The polling ahead of the GOP's primary election in Nevada has been rather hush-hush since December, but a new CNN poll was finally released this week. This new Nevada GOP poll has confirmed what many in the political world on both sides of the aisle have feared: Candidate Donald Trump continues his meteoric ascension to the top spot. As Nevada boasts largest range in demographics among the early state primaries, Trump's lead there could signal a stronger hold over the country than many originally thought possible for the businessman-turned-politician.

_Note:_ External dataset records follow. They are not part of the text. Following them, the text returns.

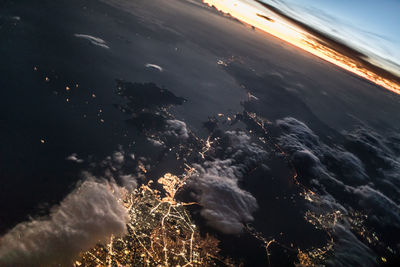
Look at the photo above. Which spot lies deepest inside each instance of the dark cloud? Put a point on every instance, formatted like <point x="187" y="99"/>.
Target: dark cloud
<point x="361" y="174"/>
<point x="225" y="205"/>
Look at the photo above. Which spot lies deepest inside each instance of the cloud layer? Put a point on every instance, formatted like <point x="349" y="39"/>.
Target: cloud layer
<point x="225" y="205"/>
<point x="88" y="215"/>
<point x="361" y="174"/>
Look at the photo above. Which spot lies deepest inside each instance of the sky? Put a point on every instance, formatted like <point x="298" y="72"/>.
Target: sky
<point x="371" y="26"/>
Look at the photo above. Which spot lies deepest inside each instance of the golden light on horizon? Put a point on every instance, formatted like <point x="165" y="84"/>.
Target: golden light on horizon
<point x="253" y="15"/>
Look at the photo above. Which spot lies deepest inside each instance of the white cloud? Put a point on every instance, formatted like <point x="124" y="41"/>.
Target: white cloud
<point x="88" y="215"/>
<point x="93" y="40"/>
<point x="154" y="66"/>
<point x="74" y="157"/>
<point x="177" y="129"/>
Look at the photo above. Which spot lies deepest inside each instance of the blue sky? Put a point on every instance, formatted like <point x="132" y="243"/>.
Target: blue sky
<point x="373" y="27"/>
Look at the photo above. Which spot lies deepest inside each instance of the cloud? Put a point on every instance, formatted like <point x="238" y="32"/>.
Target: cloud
<point x="154" y="66"/>
<point x="93" y="40"/>
<point x="225" y="205"/>
<point x="385" y="211"/>
<point x="177" y="128"/>
<point x="349" y="251"/>
<point x="74" y="157"/>
<point x="88" y="215"/>
<point x="361" y="174"/>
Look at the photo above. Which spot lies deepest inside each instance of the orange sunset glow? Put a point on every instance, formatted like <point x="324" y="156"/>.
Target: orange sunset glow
<point x="272" y="23"/>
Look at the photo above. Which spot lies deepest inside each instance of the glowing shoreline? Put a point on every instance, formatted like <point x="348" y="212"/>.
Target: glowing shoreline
<point x="296" y="36"/>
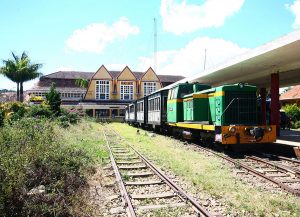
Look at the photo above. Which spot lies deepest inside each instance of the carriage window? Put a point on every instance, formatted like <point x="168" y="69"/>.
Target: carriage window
<point x="174" y="94"/>
<point x="126" y="90"/>
<point x="169" y="94"/>
<point x="149" y="87"/>
<point x="102" y="89"/>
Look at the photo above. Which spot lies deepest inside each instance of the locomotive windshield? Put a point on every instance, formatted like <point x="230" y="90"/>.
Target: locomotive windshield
<point x="240" y="108"/>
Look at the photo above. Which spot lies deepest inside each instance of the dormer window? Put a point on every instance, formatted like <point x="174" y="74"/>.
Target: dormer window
<point x="149" y="87"/>
<point x="126" y="90"/>
<point x="102" y="89"/>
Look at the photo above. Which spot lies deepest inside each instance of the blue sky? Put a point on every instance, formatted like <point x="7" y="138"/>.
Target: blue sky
<point x="83" y="35"/>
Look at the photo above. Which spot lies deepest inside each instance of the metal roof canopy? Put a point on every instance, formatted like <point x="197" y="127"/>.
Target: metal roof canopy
<point x="255" y="66"/>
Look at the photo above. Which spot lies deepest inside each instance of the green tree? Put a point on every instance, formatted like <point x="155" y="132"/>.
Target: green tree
<point x="19" y="70"/>
<point x="54" y="100"/>
<point x="80" y="82"/>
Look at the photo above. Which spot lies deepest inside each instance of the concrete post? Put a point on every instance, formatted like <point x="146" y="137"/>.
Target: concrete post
<point x="263" y="93"/>
<point x="275" y="113"/>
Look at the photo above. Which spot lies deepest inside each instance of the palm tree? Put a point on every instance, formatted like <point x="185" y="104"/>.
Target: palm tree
<point x="20" y="70"/>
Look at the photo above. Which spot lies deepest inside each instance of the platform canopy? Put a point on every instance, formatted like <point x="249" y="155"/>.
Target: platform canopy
<point x="255" y="66"/>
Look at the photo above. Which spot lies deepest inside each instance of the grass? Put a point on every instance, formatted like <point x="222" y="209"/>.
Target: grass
<point x="86" y="136"/>
<point x="210" y="175"/>
<point x="39" y="153"/>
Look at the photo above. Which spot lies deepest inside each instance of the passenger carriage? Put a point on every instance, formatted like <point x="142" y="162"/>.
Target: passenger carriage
<point x="141" y="111"/>
<point x="157" y="109"/>
<point x="130" y="113"/>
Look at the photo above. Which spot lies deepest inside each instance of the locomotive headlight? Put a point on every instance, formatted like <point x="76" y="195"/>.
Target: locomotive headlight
<point x="232" y="129"/>
<point x="269" y="129"/>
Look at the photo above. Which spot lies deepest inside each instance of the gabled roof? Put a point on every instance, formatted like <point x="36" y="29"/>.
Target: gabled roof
<point x="293" y="93"/>
<point x="69" y="75"/>
<point x="88" y="75"/>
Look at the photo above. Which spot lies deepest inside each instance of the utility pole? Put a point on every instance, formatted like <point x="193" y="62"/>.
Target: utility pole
<point x="155" y="46"/>
<point x="204" y="58"/>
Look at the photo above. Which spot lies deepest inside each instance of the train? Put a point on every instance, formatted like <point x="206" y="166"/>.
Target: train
<point x="227" y="114"/>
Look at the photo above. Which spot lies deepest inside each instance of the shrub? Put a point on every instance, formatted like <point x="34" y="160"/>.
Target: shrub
<point x="54" y="100"/>
<point x="67" y="117"/>
<point x="13" y="111"/>
<point x="39" y="111"/>
<point x="1" y="117"/>
<point x="36" y="99"/>
<point x="38" y="175"/>
<point x="293" y="112"/>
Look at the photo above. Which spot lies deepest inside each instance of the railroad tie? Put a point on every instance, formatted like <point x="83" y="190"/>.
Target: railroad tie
<point x="152" y="196"/>
<point x="132" y="167"/>
<point x="129" y="162"/>
<point x="150" y="182"/>
<point x="143" y="174"/>
<point x="160" y="206"/>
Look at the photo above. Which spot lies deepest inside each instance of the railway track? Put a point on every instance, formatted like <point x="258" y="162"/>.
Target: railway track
<point x="286" y="177"/>
<point x="145" y="188"/>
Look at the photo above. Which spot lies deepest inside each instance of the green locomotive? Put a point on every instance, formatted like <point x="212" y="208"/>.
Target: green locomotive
<point x="226" y="114"/>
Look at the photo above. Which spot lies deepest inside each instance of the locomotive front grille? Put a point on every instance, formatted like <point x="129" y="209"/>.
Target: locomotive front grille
<point x="240" y="108"/>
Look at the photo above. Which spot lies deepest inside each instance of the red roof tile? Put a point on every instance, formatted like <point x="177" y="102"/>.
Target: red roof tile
<point x="293" y="93"/>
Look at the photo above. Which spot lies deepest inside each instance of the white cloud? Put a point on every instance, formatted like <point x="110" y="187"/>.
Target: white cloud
<point x="115" y="66"/>
<point x="95" y="37"/>
<point x="180" y="18"/>
<point x="64" y="68"/>
<point x="189" y="60"/>
<point x="295" y="8"/>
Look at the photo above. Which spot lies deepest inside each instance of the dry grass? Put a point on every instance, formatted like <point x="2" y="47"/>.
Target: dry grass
<point x="210" y="175"/>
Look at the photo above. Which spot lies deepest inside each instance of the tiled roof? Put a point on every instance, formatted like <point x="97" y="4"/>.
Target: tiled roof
<point x="70" y="75"/>
<point x="60" y="89"/>
<point x="293" y="93"/>
<point x="169" y="78"/>
<point x="88" y="75"/>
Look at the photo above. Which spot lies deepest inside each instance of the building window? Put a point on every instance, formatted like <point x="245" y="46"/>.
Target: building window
<point x="126" y="90"/>
<point x="149" y="87"/>
<point x="102" y="89"/>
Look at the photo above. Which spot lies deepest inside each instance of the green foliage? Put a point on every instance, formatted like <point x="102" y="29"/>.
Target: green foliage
<point x="31" y="156"/>
<point x="39" y="111"/>
<point x="54" y="100"/>
<point x="68" y="117"/>
<point x="19" y="69"/>
<point x="293" y="113"/>
<point x="13" y="111"/>
<point x="1" y="117"/>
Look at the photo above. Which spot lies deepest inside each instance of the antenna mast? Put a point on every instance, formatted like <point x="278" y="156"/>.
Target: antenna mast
<point x="155" y="46"/>
<point x="204" y="58"/>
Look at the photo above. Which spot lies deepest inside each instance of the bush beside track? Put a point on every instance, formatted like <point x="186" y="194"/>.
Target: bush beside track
<point x="210" y="175"/>
<point x="45" y="161"/>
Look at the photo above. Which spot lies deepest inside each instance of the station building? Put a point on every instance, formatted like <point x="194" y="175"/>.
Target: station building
<point x="108" y="92"/>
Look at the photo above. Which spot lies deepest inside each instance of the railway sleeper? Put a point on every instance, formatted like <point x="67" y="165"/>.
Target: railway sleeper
<point x="160" y="206"/>
<point x="129" y="162"/>
<point x="153" y="196"/>
<point x="144" y="174"/>
<point x="150" y="182"/>
<point x="132" y="167"/>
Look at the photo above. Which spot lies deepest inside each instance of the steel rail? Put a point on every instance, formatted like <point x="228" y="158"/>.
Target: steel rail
<point x="251" y="170"/>
<point x="122" y="187"/>
<point x="288" y="159"/>
<point x="277" y="166"/>
<point x="169" y="182"/>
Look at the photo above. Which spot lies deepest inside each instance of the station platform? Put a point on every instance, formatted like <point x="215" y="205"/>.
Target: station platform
<point x="289" y="137"/>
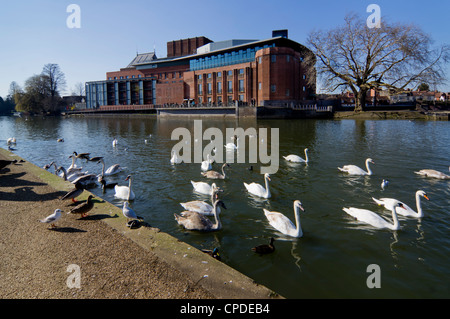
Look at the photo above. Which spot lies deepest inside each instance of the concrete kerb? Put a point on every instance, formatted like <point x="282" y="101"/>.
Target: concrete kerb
<point x="221" y="280"/>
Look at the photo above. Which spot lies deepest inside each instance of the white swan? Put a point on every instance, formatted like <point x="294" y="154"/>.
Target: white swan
<point x="433" y="173"/>
<point x="355" y="170"/>
<point x="296" y="158"/>
<point x="216" y="175"/>
<point x="124" y="192"/>
<point x="407" y="211"/>
<point x="206" y="165"/>
<point x="196" y="221"/>
<point x="202" y="207"/>
<point x="112" y="170"/>
<point x="175" y="159"/>
<point x="257" y="189"/>
<point x="283" y="224"/>
<point x="373" y="219"/>
<point x="203" y="188"/>
<point x="232" y="146"/>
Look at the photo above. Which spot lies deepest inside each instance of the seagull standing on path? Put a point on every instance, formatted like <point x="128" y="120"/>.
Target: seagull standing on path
<point x="52" y="218"/>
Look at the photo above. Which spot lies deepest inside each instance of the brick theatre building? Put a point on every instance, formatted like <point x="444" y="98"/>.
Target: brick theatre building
<point x="198" y="71"/>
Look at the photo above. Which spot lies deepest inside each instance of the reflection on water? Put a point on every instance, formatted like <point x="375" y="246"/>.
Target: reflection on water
<point x="332" y="257"/>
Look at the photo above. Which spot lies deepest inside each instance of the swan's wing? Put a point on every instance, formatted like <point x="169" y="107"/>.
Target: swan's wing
<point x="279" y="222"/>
<point x="367" y="216"/>
<point x="255" y="188"/>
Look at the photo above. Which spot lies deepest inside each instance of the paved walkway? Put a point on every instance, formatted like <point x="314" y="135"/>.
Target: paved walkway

Trump has a 26-point lead over second-place candidate Marco Rubio. Sen. Ted Cruz, whom many believe has the only clear shot of bringing down Trump, trails behind Rubio, with 17 percent of the predicted vote. This snapshot (only the third done for the GOP in the Silver State) bolsters Trump, who currently holds 17 delegates compared to Cruz's 11.
Despite the candidates paying less attention to Nevada, the state nevertheless holds an important position in the primary elections. Though they have dubbed themselves "the first in the West," they are relevant for another reason: This is the first primary drawn mainly from an urban population, as nearly three-quarters of the state's population lives in Las Vegas. And because Nevada is home to more than two million inhabitants (compare this with another early state, South Carolina, which has an urban population of 900,000), it will paint a clearer picture of how similar states, and the rest of the country, will vote.
The poll's follow-up questions indicate what voters believe is the source of Trump's strength, and show how they most firmly agree with him. Over 50 percent of all voters thought Trump would be the mostly likely candidate to win the Republican nomination, "change Washington," best fight ISIS, and curb immigration. All of these issues have been staples in the Trump campaign, and have caused the other GOP candidates to scramble to find a way to outdo him in these areas, which he seems to have completely sequestered for himself.
Interestingly enough, a large group of Nevada's electorate are just the type of people Trump has been looking to keep out of the voting process: those who are foreign-born. Roughly one in five Nevadans were born outside of the United States. If Trump carries the state despite this, it could say very strange, significant things about his unyielding stance on immigration.
The rest of the GOP will therefore have to keep a focused look toward the Silver State. If the polls are correct, Trump's potential victory in Nevada could mean big things for the rest of the primary season.